Perhaps the most inspiring sentence in Justice Kennedy’s opinion is on page 15 of the slip opinion: “The freedom secured by the Constitution consists, in one of its essential dimensions, of the right of the individual not to be injured by the unlawful exercise of governmental power.” That may seem like Con Law I material, but it needs to be said. Often.
And then: “It is demeaning to the democratic process to presume that the voters are not capable of deciding an issue of this sensitivity on decent and rational grounds.”
Chief Justice Roberts’s concurring opinion is only two pages long, which is just long enough to rebut Justice Sotomayor’s argument that those who disagree with her policy preferences are failing to take race seriously.
Justice Scalia’s opinion concurring in the judgment (joined by Justice Thomas) is classic Scalia: pithy, trenchant, and scathing.

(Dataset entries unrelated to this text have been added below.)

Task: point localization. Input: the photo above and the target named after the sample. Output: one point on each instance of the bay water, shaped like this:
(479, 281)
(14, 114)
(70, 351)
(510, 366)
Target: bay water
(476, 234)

Although it joins the plurality’s opinion to the extent that it repudiates the political process doctrine but takes issue with its synthesis of the line of cases, the bulk of Scalia’s opinion focuses on the questionable premises of the doctrine, its administrability problems, and reasons why it should be overruled.
Justice Breyer’s opinion concurring in the judgment is mainly directed at explaining how narrow this case is, and that it wouldn’t fit within the political process doctrine.
Justice Sotomayor’s dissenting opinion occupies 57 pages and finds common ground, oddly enough, with Justice Scalia. She starts with a long history of racial discrimination, expounds the political process doctrine and defends its premises (with almost two full pages devoted to Carolene Products), and responds to Justice Breyer and others who voted to reverse. She agrees with Justice Scalia that the majority has not applied the political process doctrine as it appeared in prior cases.
Toward the end of the opinion, though, the tone changes and Sotomayor gets personal (this is what Chief Justice Roberts was responding to). She calls her colleagues “out of touch with reality” and accuses them of wanting to “sit back and wish away, rather than confront” racial inequality. She closes out the opinion with a brief tour of affirmative-action history and argues that race-sensitive admissions policies are a good thing.
But Michigan was trying to prevent discrimination or preferences based on sex, color, ethnicity, and national origin, not just race. And Michigan was trying to prevent discrimination and preferences in public hiring and public contracting, not just education. She acknowledges the breadth of Michigan’s effort to create neutrality, but her opinion is quite a disappointment on this score. Although the Michigan constitution demands strict neutrality in hiring, firing, admissions, and contracting, Sotomayor thinks neutrality itself is constitutionally suspect.
Which raises a provocative question: Would the Equal Protection Clause pass muster for Sotomayor? Or is it too neutral?